Claro que vamos comparar a situação com o Brasil. O que está acontecendo lá é uma intervenção ministerial, assumida de forma quase militar. Seria como se, no ano passado, Dilma Rousseff colocasse Ricardo Lewandoswki para presidir a Câmara ou o Senado, antes da votação do impeachment contra ela. O povo? Na Venezuela parece que o povo é o que menos importa ao ditador. Por sorte, fomos respeitados por aqui, mesmo que não estejamos satisfeitos com Michel Temer.
A crise venezuelana não deveria estar ocorrendo, uma vez que essa história já foi vista inúmeras vezes e o final é sempre trágico. Países dominados por ditadores pagam um preço alto por esse poder a qualquer custo. Nessa hora temos que nos orgulhar de ser um país livre, com uma Constituição que nos permite se defender de ditadores, de "coronéis" e, principalmente, de corruptos.
O que tem acontecido aqui no Brasil é o oposto da Venezuela. Podemos estar mal economicamente, mas os criminosos nunca foram punidos como agora. Grandes empresários estão na cadeia, políticos também pagam pelos seus esquemas fraudulentos e até o presidente Michel Temer corre o risco de ser punido.

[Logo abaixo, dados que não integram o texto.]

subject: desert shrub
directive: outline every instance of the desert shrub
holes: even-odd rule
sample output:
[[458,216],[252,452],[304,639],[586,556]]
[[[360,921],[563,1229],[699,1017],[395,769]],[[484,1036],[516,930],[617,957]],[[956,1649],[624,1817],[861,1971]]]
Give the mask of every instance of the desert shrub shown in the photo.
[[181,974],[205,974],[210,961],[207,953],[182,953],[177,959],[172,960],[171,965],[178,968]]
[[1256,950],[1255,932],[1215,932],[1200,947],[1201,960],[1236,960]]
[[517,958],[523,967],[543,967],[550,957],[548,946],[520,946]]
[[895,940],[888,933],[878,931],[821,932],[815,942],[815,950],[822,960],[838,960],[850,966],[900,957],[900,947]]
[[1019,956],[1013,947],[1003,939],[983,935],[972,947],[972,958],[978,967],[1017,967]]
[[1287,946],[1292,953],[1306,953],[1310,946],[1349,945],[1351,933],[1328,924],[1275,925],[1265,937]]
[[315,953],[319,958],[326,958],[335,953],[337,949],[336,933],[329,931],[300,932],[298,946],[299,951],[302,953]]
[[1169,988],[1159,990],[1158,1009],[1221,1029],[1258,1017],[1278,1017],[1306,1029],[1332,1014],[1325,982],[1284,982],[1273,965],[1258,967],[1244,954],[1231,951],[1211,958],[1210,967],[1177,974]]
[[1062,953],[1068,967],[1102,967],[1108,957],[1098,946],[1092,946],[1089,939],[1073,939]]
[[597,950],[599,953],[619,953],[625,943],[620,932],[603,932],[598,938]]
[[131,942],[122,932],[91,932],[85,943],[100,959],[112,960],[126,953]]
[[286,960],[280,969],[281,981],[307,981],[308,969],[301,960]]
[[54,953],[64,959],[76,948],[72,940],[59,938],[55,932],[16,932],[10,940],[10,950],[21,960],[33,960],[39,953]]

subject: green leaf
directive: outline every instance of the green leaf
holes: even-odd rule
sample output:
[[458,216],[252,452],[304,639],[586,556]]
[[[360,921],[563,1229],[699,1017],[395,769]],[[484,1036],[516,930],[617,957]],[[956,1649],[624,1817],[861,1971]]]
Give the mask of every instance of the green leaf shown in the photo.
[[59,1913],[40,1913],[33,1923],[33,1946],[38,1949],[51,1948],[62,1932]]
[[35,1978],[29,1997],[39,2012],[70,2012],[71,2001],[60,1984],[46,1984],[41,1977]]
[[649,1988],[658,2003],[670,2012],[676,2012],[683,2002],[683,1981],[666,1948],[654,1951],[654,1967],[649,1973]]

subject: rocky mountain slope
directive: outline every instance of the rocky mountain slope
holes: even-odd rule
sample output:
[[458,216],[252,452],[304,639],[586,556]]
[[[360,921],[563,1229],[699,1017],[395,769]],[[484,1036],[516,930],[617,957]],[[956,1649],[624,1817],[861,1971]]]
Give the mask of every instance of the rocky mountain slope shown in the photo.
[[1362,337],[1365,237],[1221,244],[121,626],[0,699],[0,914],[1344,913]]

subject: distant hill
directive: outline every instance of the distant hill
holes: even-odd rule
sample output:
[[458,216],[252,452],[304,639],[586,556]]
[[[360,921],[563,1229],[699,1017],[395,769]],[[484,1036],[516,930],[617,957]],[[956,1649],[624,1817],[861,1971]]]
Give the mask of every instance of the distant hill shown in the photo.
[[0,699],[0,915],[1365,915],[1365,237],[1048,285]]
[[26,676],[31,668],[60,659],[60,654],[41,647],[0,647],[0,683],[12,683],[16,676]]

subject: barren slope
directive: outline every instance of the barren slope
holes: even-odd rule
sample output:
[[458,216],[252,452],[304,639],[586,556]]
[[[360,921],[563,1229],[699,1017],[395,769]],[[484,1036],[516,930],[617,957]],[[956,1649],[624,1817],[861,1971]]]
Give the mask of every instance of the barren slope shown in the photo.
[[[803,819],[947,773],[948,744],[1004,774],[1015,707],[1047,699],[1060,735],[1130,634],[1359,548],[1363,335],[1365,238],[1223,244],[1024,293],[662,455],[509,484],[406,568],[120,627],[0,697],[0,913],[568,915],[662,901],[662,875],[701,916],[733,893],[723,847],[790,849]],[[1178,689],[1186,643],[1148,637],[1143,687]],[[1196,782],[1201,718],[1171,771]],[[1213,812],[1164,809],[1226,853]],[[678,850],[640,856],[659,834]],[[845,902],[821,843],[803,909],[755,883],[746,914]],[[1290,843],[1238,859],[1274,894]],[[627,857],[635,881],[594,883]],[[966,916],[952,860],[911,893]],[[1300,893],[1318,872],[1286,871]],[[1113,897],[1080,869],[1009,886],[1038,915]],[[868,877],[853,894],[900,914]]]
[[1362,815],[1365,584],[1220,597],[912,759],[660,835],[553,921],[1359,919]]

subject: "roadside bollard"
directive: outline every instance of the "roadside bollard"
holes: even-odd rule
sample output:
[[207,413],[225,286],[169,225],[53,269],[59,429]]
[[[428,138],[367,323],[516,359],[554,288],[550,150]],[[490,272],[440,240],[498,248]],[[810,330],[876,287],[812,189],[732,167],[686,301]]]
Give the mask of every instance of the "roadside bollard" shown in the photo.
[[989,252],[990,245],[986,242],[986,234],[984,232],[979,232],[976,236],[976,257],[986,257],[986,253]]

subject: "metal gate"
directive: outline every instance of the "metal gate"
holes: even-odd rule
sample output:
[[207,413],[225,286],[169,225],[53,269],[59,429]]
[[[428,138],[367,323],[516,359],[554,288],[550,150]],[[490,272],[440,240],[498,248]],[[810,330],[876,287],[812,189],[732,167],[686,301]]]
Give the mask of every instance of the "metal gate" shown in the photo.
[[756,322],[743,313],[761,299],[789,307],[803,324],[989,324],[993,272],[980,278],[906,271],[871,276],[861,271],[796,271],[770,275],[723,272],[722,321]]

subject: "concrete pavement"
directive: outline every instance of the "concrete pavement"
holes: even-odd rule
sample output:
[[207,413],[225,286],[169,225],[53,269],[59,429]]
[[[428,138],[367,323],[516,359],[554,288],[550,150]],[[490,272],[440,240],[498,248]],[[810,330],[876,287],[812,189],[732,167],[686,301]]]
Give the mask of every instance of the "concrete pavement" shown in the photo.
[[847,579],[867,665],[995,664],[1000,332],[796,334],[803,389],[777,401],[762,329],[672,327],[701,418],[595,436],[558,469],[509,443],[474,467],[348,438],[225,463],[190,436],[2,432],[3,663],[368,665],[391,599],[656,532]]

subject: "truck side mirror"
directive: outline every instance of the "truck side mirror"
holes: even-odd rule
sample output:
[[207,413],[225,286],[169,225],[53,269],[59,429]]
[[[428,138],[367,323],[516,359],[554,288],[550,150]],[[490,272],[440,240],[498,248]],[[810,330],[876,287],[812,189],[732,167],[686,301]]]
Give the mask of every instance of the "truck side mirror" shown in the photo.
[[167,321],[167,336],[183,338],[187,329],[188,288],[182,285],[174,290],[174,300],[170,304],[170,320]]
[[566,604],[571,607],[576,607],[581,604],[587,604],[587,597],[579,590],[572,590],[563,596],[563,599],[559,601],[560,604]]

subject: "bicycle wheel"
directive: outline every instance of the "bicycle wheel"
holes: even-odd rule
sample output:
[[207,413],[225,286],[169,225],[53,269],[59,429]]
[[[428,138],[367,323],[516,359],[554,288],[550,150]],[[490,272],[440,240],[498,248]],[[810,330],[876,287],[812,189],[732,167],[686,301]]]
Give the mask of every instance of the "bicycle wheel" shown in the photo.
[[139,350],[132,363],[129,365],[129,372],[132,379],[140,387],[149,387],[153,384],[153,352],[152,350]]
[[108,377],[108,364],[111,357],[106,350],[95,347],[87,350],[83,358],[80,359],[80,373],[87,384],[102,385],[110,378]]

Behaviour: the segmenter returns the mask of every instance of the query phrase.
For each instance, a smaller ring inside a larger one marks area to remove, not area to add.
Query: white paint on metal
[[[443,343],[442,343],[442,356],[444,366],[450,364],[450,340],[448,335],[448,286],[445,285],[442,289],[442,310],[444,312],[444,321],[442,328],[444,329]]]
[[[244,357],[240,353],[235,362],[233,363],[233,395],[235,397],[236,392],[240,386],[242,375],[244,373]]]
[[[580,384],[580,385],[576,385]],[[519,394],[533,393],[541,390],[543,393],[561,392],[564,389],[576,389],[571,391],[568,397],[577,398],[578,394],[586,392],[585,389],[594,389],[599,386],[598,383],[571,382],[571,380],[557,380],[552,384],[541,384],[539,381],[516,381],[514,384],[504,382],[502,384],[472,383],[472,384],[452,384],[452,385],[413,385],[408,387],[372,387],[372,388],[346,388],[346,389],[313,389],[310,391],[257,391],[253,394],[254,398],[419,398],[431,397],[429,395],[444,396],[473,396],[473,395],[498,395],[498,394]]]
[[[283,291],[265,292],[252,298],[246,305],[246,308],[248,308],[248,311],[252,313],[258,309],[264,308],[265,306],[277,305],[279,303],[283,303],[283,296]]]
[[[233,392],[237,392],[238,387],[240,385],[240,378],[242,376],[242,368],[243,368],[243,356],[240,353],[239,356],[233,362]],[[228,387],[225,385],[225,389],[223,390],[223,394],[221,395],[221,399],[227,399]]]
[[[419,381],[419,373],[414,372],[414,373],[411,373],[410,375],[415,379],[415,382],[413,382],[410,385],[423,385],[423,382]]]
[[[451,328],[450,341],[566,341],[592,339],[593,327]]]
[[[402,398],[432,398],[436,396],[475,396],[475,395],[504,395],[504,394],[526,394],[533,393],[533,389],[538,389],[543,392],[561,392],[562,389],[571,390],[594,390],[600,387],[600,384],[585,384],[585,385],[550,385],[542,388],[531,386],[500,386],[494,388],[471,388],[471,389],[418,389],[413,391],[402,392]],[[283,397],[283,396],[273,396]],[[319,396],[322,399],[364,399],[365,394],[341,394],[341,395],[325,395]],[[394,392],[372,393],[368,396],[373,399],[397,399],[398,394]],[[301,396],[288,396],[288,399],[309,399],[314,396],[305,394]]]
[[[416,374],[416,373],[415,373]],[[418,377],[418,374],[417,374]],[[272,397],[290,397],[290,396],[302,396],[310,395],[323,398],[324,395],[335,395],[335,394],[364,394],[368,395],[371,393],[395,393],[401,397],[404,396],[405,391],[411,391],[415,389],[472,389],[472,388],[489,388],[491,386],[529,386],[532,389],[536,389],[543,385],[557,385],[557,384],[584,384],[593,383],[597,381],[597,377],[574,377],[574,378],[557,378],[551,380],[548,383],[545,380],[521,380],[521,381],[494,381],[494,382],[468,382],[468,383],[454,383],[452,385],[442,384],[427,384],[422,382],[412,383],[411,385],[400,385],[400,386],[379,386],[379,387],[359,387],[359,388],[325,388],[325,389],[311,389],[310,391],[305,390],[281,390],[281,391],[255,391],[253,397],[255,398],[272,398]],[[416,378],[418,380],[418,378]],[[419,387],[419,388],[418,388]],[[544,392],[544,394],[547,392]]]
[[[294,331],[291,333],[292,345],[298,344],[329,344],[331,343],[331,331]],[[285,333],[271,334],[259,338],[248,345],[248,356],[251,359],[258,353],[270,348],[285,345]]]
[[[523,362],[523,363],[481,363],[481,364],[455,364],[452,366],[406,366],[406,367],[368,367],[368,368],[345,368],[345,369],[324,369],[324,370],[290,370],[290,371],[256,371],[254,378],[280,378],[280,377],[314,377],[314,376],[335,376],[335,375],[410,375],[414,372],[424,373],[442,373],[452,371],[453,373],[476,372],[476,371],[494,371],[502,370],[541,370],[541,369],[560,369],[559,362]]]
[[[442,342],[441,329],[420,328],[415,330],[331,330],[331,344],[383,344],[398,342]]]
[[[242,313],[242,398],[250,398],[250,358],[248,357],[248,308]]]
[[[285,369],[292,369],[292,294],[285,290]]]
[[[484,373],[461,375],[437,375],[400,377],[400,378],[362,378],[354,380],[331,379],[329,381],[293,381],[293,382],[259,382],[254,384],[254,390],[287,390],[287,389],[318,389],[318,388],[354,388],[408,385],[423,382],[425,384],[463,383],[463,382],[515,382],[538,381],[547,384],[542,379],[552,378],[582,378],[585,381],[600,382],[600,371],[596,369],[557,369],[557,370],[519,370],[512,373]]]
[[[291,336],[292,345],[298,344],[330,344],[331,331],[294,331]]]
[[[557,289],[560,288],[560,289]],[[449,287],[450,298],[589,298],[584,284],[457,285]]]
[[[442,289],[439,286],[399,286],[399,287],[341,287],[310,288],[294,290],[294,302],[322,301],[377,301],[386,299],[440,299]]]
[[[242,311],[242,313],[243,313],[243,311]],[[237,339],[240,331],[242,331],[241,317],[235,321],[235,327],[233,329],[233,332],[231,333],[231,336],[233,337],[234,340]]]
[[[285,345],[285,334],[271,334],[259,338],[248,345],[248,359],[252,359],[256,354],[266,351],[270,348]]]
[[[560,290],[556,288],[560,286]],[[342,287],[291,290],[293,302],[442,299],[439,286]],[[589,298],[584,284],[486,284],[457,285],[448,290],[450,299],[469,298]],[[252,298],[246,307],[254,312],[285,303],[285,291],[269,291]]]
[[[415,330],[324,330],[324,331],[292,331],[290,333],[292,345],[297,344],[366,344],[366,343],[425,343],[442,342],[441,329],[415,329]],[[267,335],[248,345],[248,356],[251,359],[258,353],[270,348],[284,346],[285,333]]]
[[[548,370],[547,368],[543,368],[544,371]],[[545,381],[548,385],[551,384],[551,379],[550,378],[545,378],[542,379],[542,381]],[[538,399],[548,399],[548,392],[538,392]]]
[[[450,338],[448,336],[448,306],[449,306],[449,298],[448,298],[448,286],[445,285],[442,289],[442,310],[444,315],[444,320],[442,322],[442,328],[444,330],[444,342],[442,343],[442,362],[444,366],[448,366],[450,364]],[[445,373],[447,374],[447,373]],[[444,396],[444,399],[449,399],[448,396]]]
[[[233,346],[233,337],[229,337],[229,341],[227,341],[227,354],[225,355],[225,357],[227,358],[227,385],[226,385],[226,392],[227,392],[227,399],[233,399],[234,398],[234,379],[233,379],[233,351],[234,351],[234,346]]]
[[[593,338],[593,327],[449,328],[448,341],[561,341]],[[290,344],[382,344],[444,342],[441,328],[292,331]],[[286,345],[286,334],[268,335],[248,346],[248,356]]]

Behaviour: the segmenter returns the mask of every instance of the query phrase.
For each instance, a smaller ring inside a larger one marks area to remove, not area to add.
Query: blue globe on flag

A liberdade tem seu preço, mas com certeza só sabe o valor dela quem não a usufrui. No caso dos venezuelanos, esse direito tem sido tirado deles. Se não bastasse a crise pela qual passa o país, onde faltam itens básicos nos supermercados e, consequentemente, nas casas das pessoas, a Venezuela sofre com um presidente que não aceita ser tratado como os outros. Ao pensar que é um Deus, Maduro faz o que bem entende
Ontem, o presidente venezuelano voltou atrás e os deputados retomaram aos seus cargos, porém o susto foi dado. Diante desses atos antigos, retóricos e ultrapassados, temos de agradecer por viver em um País que se discute a prisão de políticos e empresários corruptos e que afasta presidentes que não cumprem seu papel. Em outros países isso ainda é um sonho inalcançável.